Below are three Panda functions that I use to load data into a dataframe. I use read_csv() to read a regular .csv file. For excel files, I use read_excel(). And finally, for those weird tab-delimited files the extension of .tsv, I also use read_csv() but with the added parameter of sep='\t'.

# we must first import pandas
# add it at the beginning of your code
import pandas as pd

# to read a regular good ol' csv file
df = pd.read_csv('../data/data_file.csv')

# to read an excel (:::gasp:::) file
df = pd.read_excel('../data/data_file.xlsx')

# to read a .tsv file
df = pd.read_csv('../data/data_file.tsv', sep='\t')

Show missing values in a Pandas DataFrame

The function below show any null, NaN, or empty values in the dataframe. It takes a dataframe as a parameter and returns a dataframe with columns that shows the count and percentage of any null, NaNs, and empty values.

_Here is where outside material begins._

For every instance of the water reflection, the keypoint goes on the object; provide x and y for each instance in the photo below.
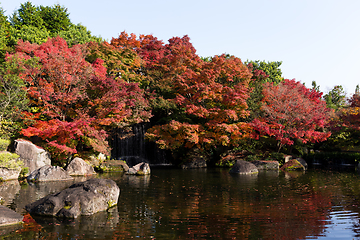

def missing_values_col(df):
    """
    Write or use a previously written function to return the
    total missing values and the percent missing values by column.
    """
    null_count = df.isnull().sum()
    null_percentage = (null_count / df.shape[0]) * 100
    empty_count = pd.Series(((df == ' ') | (df == '')).sum())
    empty_percentage = (empty_count / df.shape[0]) * 100
    nan_count = pd.Series(((df == 'nan') | (df == 'NaN')).sum())
    nan_percentage = (nan_count / df.shape[0]) * 100
    return pd.DataFrame({'num_missing': null_count, 'missing_percentage': null_percentage,
                         'num_empty': empty_count, 'empty_percentage': empty_percentage,
                         'nan_count': nan_count, 'nan_percentage': nan_percentage})

How to display all the columns and rows in the a Jupyter notebook output

Here’s the code I use in my jupyter notebook to display all the columns, rows, and characters. I usually put in the beginning of my notebook, after the import statements.

# set display options
pd.set_option('display.max_columns', None)
pd.set_option('display.max_rows', None)
pd.set_option('display.max_colwidth', -1)

Select Rows from a DataFrame Based on Multiple Conditions in Pandas

I’m continuing to break down a very popular stackoverflow post at https://stackoverflow.com/questions/17071871/select-rows-from-a-dataframe-based-on-values-in-a-column-in-pandas.

df.loc[(df['column_name'] >= A) & (df['column_name'] <= B)]

Here, the df‘s in the line of code above represent the name of data frame that we are working with.

.loc is a keyword.

The outermost square brackets [...] contains the condition that you want to use as filter. In this case, we have two conditions inside separated by & with the each condition enclosed by an open and close parenthesis (...).

This is condition #1:

(df['column_name'] >= A)

This is condition #2:

(df['column_name'] <= B)

The column_name in condition #1 can be the same or different from condition #2; it all depends on how you want to filter the data frame. The same goes for the >= and <= comparison signs, and A & B.

Suppose I have a data frame called my_tie_collection. If I only want ties that are both blue and made from silk, then, I would type:

my_tie_collection.loc[(my_tie_collection['color'] == 'blue') & (my_tie_collection['material'] == 'silk')]

Take note, I used == to denote matching and I also put single quotes around blue and silk.

Select Rows from a DataFrame based on a Value in a Column in Pandas

Today, I’ll be breaking down a very popular stackoverflow post at https://stackoverflow.com/questions/17071871/select-rows-from-a-dataframe-based-on-values-in-a-column-in-pandas.

df.loc[df['column_name'] == some_value]

Above, df is the name of the data frame. You should replace it twice with the name of your data frame.

.loc is a keyword.

Next, replace column_name with the name of the column that contains the values you want to filter.

Finally, replace some_value with the desired value.

For example, if I have a data frame named “my_shoe_collection” and I want to select only the rows where the value of “color” is “blue” then:

my_shoe_collection.loc[my_shoe_collection['color'] == 'blue']

Also, if I have the same data frame named and I want to only select rows where the value of “price” is less than $50, then:

my_shoe_collection.loc[my_shoe_collection['price'] <= 50]

Notice how I got rid of the single quotation marks since I’m dealing with an actual number?